Bourdain had traveled to Strasbourg in France, near the country’s border with Germany, with a television production crew to record an episode of his show “Parts Unknown” on CNN, the network said. “It is with extraordinary sadness we can confirm the death of our friend and colleague,” CNN said in a statement.
The U.S. Embassy in Paris also confirmed his death.
“Anthony was a dear friend,” Eric Ripert, a celebrity chef and restaurateur who appeared with Bourdain on several of his shows, told The New York Times. “He was an exceptional human being, so inspiring and generous. One of the great storytellers of our time who connected with so many. I wish him peace.”
In everything he did, Bourdain cultivated a renegade style and bad-boy persona.
For decades, he worked 13-hour days as a line cook in restaurants in New York and the Northeast before he became executive chef in the 1990s at Brasserie Les Halles, serving steak frites and onion soup in lower Manhattan. He had been an executive chef for eight years when he sent an unsolicited article to The New Yorker about the underbelly of the restaurant world and its deceptions.
To his surprise, the magazine accepted it and ran it — catching the attention of book editors. It resulted in “Kitchen Confidential: Adventures in the Culinary Underbelly,” a memoir that elevated Bourdain to a celebrity chef and a new career on TV.
Before he joined CNN in 2012, he spent eight seasons as the globe-trotting host of “No Reservations” on the Travel Channel.

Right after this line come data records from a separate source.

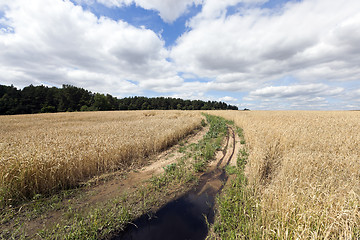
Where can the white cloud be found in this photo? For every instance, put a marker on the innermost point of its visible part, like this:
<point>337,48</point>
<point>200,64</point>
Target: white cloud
<point>169,10</point>
<point>56,42</point>
<point>310,40</point>
<point>309,96</point>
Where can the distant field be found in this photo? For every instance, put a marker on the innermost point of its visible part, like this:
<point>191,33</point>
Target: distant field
<point>46,152</point>
<point>305,168</point>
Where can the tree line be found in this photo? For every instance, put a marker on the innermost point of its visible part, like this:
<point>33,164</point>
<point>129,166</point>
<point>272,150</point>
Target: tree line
<point>43,99</point>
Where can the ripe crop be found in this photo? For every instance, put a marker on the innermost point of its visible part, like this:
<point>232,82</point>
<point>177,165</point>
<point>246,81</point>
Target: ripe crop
<point>43,153</point>
<point>305,169</point>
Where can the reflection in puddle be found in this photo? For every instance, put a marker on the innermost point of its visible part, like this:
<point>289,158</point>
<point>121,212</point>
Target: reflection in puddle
<point>183,218</point>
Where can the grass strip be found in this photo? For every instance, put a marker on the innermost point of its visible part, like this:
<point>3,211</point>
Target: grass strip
<point>109,218</point>
<point>238,213</point>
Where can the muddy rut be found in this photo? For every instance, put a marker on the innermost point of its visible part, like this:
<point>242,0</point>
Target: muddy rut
<point>189,216</point>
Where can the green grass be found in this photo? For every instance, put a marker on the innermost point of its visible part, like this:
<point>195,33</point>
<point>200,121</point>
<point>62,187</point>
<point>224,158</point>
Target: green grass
<point>108,218</point>
<point>206,148</point>
<point>238,213</point>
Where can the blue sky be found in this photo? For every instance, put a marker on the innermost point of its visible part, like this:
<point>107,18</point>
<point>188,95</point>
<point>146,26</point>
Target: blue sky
<point>257,54</point>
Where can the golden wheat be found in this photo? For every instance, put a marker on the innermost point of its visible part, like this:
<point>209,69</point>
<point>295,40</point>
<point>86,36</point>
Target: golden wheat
<point>306,168</point>
<point>46,152</point>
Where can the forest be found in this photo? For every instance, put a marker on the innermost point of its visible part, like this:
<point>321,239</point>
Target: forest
<point>43,99</point>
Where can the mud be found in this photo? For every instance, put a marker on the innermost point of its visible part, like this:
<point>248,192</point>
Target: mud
<point>189,216</point>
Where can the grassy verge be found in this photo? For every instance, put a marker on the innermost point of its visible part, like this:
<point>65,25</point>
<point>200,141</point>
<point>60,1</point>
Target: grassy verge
<point>239,214</point>
<point>106,219</point>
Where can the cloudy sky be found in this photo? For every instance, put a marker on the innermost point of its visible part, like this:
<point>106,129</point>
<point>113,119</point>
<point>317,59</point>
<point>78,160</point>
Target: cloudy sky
<point>258,54</point>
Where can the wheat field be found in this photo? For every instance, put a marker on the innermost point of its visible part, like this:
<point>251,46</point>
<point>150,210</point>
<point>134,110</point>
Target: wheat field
<point>305,167</point>
<point>43,153</point>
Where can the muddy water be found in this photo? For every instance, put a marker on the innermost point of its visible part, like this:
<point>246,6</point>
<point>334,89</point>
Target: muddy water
<point>183,218</point>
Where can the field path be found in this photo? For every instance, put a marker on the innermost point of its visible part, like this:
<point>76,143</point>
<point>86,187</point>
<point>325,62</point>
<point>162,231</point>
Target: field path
<point>108,186</point>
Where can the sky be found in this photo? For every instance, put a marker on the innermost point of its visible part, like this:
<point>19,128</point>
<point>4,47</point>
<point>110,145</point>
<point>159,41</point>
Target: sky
<point>256,54</point>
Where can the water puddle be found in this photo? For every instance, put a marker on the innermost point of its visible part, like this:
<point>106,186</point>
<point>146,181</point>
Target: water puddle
<point>183,218</point>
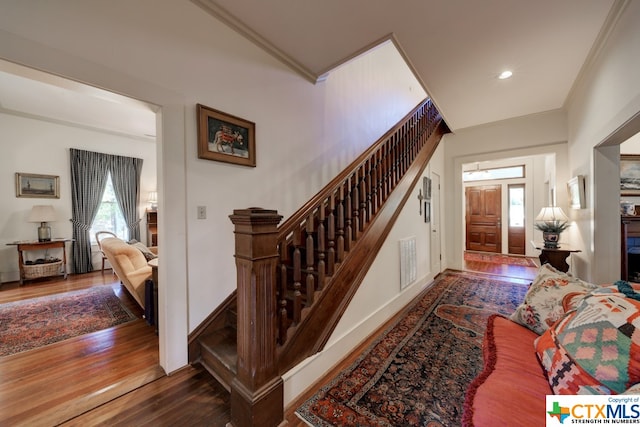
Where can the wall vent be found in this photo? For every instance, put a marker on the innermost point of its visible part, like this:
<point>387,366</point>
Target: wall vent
<point>408,260</point>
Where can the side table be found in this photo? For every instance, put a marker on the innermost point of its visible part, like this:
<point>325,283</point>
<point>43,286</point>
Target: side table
<point>557,257</point>
<point>37,271</point>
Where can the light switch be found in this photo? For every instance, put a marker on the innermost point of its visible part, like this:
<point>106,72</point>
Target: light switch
<point>202,212</point>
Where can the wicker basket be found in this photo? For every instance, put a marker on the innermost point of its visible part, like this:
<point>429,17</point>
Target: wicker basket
<point>34,271</point>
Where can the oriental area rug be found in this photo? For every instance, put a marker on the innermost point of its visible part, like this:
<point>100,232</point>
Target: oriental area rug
<point>417,372</point>
<point>499,259</point>
<point>33,323</point>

Anthony Michael Bourdain was born June 25, 1956, the oldest son of Pierre Bourdain, who was an executive in the classical-music recording industry, and Gladys Bourdain, who was a longtime copy editor at The New York Times. He grew up outside New York City, in Leonia, New Jersey, and his parents exposed him to fine cuisine, taking him often to France.
Bourdain’s first marriage ended in divorce in 2005. In 2007, he married Ottavia Busia, who appeared in several episodes of “No Reservations,” and they had a daughter, Ariane, who is 11. The couple divorced in 2016. He had been dating actor Asia Argento for about two years.